研究チームは、バクテリア由来のATP合成酵素と、光で水素イオンを運ぶ膜タンパク質「バクテリオロドプシン」を、人工的に作った擬似生体膜小胞(リポソーム)に組み込みました。光を当てると、バクテリオロドプシンが水素イオンを小胞内に運び込み、その結果、膜を挟んだプロトン駆動力が発生します(図1 中)。この状態でATPの材料であるADPとリン酸を加えると、ATP合成酵素によるATP合成反応が起こります。
この反応が進行している瞬間を捉えるため、研究チームはリポソーム溶液を急速に凍結し、クライオ電子顕微鏡で観察しました。プロトン駆動力がない状態では、ATP合成酵素の触媒部位にADPが確認されました。プロトン駆動力がある状態では、触媒部位にATPが存在し、酵素が実際にATPを合成している構造が捉えられました(図1 右)。
さらに、膜に埋まったリング状の部分が約30°回転した構造が確認され、その際、膜内部分と膜外部分の間に「ねじれ」が生じていることがわかりました(図2 左)。このねじれは、回転運動が分子内で一度ねじれに変換され、その力が膜外部分の構造変化を引き起こし、ATP合成反応を進めることを示唆しています(図2 右)。
重要なのは、この「分子内ねじれ」は、従来の界面活性剤で可溶化した状態では観察されなかった現象だということです。今回の成果は、リポソームを使った新しい膜タンパク質の構造解析手法の有用性を強く示しています。

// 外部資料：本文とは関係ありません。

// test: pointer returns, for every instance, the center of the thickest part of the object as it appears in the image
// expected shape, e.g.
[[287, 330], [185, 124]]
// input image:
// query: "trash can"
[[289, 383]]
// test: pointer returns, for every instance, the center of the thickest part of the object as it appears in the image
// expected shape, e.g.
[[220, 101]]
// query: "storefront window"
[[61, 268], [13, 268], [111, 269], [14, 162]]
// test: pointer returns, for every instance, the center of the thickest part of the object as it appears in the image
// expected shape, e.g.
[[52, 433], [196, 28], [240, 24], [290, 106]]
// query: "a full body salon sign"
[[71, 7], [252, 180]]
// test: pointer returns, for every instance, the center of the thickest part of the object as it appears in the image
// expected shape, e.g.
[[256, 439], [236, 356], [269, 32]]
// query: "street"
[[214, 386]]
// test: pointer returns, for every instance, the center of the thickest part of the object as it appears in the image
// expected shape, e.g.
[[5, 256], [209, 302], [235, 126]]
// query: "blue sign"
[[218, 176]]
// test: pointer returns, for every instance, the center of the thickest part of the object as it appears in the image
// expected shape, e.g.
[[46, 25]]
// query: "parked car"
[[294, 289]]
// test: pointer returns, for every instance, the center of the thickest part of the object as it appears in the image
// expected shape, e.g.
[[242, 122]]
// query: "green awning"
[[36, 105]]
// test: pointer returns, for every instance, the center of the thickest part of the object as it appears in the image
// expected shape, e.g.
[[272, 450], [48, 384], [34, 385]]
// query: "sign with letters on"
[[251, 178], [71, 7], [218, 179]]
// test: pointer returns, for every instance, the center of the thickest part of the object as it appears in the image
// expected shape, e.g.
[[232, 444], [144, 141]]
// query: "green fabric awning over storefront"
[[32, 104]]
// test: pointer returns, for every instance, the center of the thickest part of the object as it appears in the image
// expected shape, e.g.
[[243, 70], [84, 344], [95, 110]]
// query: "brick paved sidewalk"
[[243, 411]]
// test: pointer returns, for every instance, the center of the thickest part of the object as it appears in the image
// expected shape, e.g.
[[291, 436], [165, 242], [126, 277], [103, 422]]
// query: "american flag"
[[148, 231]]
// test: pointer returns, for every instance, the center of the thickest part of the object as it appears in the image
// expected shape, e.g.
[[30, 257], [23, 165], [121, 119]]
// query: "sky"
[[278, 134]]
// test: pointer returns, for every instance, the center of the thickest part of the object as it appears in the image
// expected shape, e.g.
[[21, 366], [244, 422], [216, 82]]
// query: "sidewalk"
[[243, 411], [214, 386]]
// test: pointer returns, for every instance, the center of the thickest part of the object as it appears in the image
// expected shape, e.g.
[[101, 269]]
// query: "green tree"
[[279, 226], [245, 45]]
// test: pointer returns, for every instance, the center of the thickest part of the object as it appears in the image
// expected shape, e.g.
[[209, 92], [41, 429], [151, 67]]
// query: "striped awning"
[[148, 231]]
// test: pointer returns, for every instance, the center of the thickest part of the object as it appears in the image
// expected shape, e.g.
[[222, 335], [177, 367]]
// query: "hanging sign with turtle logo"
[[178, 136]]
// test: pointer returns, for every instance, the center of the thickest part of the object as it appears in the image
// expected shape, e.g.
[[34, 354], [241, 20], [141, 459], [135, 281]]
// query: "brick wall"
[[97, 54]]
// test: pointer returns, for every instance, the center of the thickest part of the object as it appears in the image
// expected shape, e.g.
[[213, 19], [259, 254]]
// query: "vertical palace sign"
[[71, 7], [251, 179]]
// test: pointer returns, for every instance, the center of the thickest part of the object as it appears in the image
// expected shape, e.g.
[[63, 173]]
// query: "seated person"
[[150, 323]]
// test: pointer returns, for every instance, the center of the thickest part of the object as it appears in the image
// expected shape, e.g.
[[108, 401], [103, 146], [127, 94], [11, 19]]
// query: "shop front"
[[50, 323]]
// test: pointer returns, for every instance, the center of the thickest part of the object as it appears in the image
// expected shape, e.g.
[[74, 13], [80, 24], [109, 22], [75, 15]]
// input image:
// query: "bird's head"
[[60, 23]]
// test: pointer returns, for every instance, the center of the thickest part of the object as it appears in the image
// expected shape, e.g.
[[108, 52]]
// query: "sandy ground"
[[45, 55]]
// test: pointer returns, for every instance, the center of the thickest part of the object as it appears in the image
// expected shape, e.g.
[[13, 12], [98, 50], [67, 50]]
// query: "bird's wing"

図2. (左)c-ring の回転により固定子領域と回転子領域でねじれが観測された。(右)ねじれを介した ATP合成機構。c-ringが 31°回転することで分子内ねじれが生じる。さらに c-ring が回転することで分子内ねじれが蓄積され、その放出により膜外部分の構造変化が起きることで ATPが合成される。

■今後の展望と医薬分野への応用

多くの薬の標的となる膜タンパク質は、生体膜に埋め込まれ、生体膜を挟んだプロトン駆動力やイオン濃度の差による膜電位のもとで働いています。薬の設計に必要な構造情報は、この「本来の状態」で得られることが理想ですが、従来の技術では不可能でした。現在知られている膜タンパク質の構造のほとんどは、界面活性剤で膜から取り出し、水に溶ける状態で解析されたものです。そのため、それが自然な構造なのか、確証はありません。
今回の研究で示した手法は、その理想に一歩近づくものです。膜タンパク質が膜電位のもとで機能している「ありのままの姿」を捉えることが可能になれば、薬剤標的膜タンパク質の理解が飛躍的に進みます。これにより、より効果的な薬剤設計が可能になり、医療に大きな革新をもたらすでしょう。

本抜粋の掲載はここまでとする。